Xu Ronghui, Luo Yunjun, Glynn Robert, Johnson Diana, Jones Kenneth L, Chambers Christina
Department of Family and Preventive Medicine, University of California, San Diego, 9500 Gilman Drive, MC 0112, La Jolla, CA 92093, USA.
Department of Pediatrics, University of California, San Diego, 9500 Gilman Drive, La Jolla, CA 92093, USA.
Int J Environ Res Public Health. 2014 Mar 12;11(3):3074-85. doi: 10.3390/ijerph110303074.
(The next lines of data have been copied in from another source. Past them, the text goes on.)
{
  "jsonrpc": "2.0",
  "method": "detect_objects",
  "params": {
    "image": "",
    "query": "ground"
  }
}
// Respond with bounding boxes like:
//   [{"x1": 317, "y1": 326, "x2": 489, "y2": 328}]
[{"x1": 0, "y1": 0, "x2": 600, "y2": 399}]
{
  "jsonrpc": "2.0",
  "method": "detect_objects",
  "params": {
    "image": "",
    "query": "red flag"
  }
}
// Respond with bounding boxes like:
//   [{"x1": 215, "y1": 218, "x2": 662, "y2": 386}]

Women are advised to be vaccinated for influenza during pregnancy and may receive vaccine at any time during their pregnancy. In observational studies evaluating vaccine safety in pregnancy, to account for such time-varying vaccine exposure, a time-dependent predictor can be used in a proportional hazards model setting for outcomes such as spontaneous abortion or preterm delivery. Also, due to the observational nature of pregnancy exposure cohort studies and relatively low event rates, propensity score (PS) methods are often used to adjust for potential confounders. Using Monte Carlo simulation experiments, we compare two different ways to model the PS for vaccine exposure: (1) logistic regression treating the exposure status as binary yes or no; (2) Cox regression treating time to exposure as time-to-event. Coverage probability of the nominal 95% confidence interval for the exposure effect is used as the main measure of performance. The performance of the logistic regression PS depends largely on how the exposure data is generated. In contrast, the Cox regression PS consistently performs well across the different data generating mechanisms that we have considered. In addition, the Cox regression PS allows adjusting for potential time-varying confounders such as season of the year or exposure to additional vaccines. The application of the Cox regression PS is illustrated using data from a recent study of the safety of pandemic H1N1 influenza vaccine during pregnancy.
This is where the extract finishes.